Les maquettes de costumes, les esquisses de décor ont le plus souvent été traités par les théâtres, les compagnies, comme des documents d’archives. Ces documents portent parfois de manière très visible la trace de leurs utilisations. À l’atelier, toutes ces maquettes sont traitées a priori comme des archives pour des traitements curatifs : ce qui implique des traitements légers. Les salissures dues aux manipulations, les épingles, traces de rouille sont gardées comme témoins de l’usage technique du document, dans la mesure où elles ne mettent pas en danger le papier ou la carte de support. De la même manière, les plis et froissures qui fragilisent le papier sont atténués mais non effacés. En ce qui concerne les lacunes de technique ou de support, le restaurateur a des cadres qu’il connaît bien : aucune retouche n’est réalisée sur le papier d’origine et les lacunes de support ne sont réintégrées que s’il y a risque de déchirures plus importantes. Ce type de traitement est valable pour 95 % des dessins.
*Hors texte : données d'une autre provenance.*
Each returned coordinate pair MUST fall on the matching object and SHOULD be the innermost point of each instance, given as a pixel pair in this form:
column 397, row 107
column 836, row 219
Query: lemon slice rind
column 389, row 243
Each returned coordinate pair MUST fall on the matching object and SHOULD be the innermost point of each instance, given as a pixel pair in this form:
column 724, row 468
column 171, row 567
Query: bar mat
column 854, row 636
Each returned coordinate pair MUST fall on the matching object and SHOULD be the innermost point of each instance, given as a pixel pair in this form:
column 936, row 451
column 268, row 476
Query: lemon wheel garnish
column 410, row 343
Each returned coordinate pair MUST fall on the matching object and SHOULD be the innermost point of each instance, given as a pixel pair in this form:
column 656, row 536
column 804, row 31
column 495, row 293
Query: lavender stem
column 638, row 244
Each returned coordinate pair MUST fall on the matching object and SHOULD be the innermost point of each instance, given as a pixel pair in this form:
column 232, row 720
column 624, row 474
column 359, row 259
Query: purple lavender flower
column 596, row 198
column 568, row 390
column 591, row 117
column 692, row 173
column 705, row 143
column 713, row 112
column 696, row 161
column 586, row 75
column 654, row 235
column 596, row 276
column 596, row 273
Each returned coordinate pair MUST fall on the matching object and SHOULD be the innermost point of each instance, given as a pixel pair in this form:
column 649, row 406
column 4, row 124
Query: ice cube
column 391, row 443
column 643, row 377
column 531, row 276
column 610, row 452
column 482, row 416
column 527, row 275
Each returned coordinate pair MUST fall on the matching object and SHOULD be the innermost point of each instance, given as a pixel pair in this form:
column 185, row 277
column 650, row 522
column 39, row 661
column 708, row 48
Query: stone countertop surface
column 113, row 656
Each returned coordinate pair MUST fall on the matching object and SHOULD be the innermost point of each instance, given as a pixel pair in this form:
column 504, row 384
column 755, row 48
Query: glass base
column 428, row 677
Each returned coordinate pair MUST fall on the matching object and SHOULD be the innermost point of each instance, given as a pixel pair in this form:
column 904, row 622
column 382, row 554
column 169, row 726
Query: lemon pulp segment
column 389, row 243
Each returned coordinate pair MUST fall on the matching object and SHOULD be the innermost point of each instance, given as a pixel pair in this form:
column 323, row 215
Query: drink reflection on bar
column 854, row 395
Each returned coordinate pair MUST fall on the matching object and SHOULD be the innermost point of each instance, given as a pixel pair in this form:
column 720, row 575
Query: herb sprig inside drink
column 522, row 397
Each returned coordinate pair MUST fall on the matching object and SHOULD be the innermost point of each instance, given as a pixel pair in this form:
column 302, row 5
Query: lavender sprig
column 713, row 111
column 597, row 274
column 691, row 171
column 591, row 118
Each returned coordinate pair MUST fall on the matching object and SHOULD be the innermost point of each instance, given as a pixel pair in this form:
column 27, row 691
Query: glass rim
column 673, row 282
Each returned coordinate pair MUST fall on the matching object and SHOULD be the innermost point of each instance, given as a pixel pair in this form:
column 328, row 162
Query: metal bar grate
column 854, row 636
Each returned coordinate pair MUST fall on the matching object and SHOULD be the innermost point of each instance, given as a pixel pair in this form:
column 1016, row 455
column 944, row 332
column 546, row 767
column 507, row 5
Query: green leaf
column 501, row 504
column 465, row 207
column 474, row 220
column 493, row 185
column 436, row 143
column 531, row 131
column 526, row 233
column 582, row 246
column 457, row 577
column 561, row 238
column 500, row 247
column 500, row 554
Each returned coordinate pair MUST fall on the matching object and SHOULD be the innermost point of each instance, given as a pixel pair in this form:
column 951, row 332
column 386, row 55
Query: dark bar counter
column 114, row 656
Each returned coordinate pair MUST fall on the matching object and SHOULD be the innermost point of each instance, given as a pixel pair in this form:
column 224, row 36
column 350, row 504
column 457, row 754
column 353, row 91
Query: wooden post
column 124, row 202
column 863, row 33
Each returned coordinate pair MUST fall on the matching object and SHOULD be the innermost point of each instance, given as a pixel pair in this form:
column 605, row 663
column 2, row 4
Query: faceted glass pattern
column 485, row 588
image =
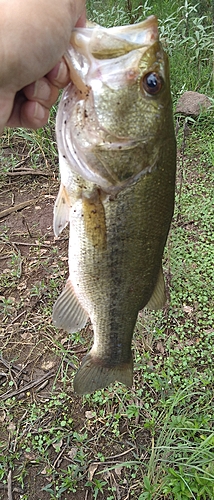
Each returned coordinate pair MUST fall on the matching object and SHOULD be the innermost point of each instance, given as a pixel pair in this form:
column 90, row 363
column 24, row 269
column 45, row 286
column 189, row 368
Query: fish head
column 120, row 105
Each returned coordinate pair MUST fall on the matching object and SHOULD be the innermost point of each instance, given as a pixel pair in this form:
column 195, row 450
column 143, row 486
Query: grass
column 156, row 440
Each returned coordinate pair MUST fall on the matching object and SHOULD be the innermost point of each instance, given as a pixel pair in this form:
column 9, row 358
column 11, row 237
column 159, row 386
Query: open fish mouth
column 100, row 59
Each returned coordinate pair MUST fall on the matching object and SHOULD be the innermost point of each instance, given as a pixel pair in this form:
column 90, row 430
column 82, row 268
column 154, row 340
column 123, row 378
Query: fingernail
column 62, row 74
column 39, row 111
column 42, row 90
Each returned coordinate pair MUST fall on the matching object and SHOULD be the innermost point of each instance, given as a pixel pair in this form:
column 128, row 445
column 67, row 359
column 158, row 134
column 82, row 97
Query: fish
column 117, row 157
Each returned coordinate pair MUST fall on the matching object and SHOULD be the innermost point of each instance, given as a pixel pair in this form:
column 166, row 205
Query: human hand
column 30, row 51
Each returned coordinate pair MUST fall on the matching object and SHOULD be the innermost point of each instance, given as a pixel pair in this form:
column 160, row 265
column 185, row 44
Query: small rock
column 191, row 103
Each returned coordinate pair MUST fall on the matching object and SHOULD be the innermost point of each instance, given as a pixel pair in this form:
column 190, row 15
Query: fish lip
column 83, row 51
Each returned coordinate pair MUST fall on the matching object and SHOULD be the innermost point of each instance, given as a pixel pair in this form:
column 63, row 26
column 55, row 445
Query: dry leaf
column 118, row 470
column 92, row 469
column 160, row 347
column 11, row 427
column 26, row 336
column 58, row 445
column 72, row 453
column 90, row 414
column 3, row 416
column 47, row 365
column 187, row 309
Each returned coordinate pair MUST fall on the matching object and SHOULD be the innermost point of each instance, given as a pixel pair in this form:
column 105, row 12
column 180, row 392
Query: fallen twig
column 29, row 171
column 16, row 208
column 34, row 383
column 9, row 485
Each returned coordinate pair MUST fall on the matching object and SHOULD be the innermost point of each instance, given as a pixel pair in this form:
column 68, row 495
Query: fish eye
column 152, row 83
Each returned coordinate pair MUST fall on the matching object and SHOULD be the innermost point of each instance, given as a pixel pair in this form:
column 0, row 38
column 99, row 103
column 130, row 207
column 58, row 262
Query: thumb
column 6, row 106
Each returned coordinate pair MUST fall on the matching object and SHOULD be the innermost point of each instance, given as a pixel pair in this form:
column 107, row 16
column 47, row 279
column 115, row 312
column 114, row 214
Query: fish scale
column 117, row 194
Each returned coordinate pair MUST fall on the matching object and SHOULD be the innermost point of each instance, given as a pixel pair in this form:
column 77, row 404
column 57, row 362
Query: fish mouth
column 89, row 45
column 82, row 138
Parfois, dès l’origine ces maquettes de dessin ou de costumes ont été archivées et conditionnées dans des albums qui rendent difficile leur exposition. En effet, si l’exposition peut ne concerner qu’une seule page, cela oblige à exposer l’album entier qui peut contenir jusqu’à 80 dessins. Ces albums, rassemblant les costumes d’un même spectacle ou catalogues de costumes de répertoire sont des objets spécifiques qu’il apparaît à première vue dommage de démanteler7. Cependant, leur mauvais état combiné à leur poids, à l’acidité des feuilles qui le composent souvent et à l’impossibilité d’exposer plusieurs dessins sans les démonter, limite, voire rend impossible leur communication ou leur exposition. Souvent, les maquettes sont donc décollées une à une, pour être mises en fausse marge et en passe-partout.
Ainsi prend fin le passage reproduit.